初頌現(xiàn)在看到的這些莊園,家產(chǎn)都是樊聽年外婆所在的顯赫家族留下的。
桌子太寬,如果要握手,就要探身過去,所以初頌沒有伸手,只是手壓領口,欠身示意了一下,自我介紹:“我叫初頌,是你哥哥設計團隊的員工。”
“這樣啊。”
初頌坐下后看了眼時間,樊聽年大概是知道張薇和舒昂下午都有事情,所以提前發(fā)給她消息,告訴她三點會過來找她。
現(xiàn)在距離三點還有二十分鐘。
她放下手機,聽到對面人喊了一聲:“姐姐?”
她稍詫抬頭,撞上對方的視線,男生翹著唇,陽光從他身后灑過來,光線明亮。
他笑著重復:“你看起來比我大一些,我能叫你姐姐嗎?我不擅長稱呼別人的名字,叫得親近,可以拉近彼此的距離。”
他的中文真的非常標準。
男生笑容晃眼,初頌想他可能是受西方文化熏陶,所以和蘇菲張薇一樣,熱情友好,她不好拒絕:“嗯......可以,你可以叫我初頌姐。”
男生點頭,不過沒再開口。
畢竟不熟,兩人這樣靜坐,也有些尷尬,初頌想了想,電腦連接投影,放出一些設計相關的圖紙,詢問南凌想了解什么。
他不像樊聽年,一看就不是搞藝術的,他貌似對這方面興趣也不是很大,不過問了幾個問題,也給面子得聽得很認真,期間還夸贊,說初頌講得很好。
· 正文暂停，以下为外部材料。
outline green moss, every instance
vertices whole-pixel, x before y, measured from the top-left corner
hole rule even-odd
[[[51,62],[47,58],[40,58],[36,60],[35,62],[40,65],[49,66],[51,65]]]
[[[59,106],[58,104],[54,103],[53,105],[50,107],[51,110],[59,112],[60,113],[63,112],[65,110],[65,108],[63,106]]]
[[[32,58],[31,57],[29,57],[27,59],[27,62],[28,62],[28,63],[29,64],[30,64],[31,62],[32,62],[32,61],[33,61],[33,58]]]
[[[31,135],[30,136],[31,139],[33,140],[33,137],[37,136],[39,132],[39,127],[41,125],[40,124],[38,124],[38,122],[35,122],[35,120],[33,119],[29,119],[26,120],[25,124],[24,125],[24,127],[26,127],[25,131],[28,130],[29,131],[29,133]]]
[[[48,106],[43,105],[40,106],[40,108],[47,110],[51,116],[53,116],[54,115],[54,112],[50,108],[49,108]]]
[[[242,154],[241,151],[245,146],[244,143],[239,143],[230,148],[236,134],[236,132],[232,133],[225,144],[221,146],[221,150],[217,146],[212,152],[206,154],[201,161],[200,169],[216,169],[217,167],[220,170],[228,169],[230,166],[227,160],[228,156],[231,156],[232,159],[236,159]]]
很久沒有這樣給別人講東西,初頌有點口干舌燥,她往旁邊伸手,桌面的紙杯已經(jīng)遞過來。
南凌把水杯遞向她:“初頌姐,你是在找這個嗎?”
他確實像張薇說的,和藹可親,很好相處,即使聽自己不感興趣的東西也非常捧場。
初頌對他的印象還不錯,接過水,說了聲“謝謝”。
隨后聽到叩門的聲音。
工作室的門本就是半敞,從外能看到里面的景象,隨著樊聽年叩門的動作,門往里打開,露出更多室內(nèi)的境況。
遞水的動作還沒有完成,初頌和男生的手都還握在那個紙杯上。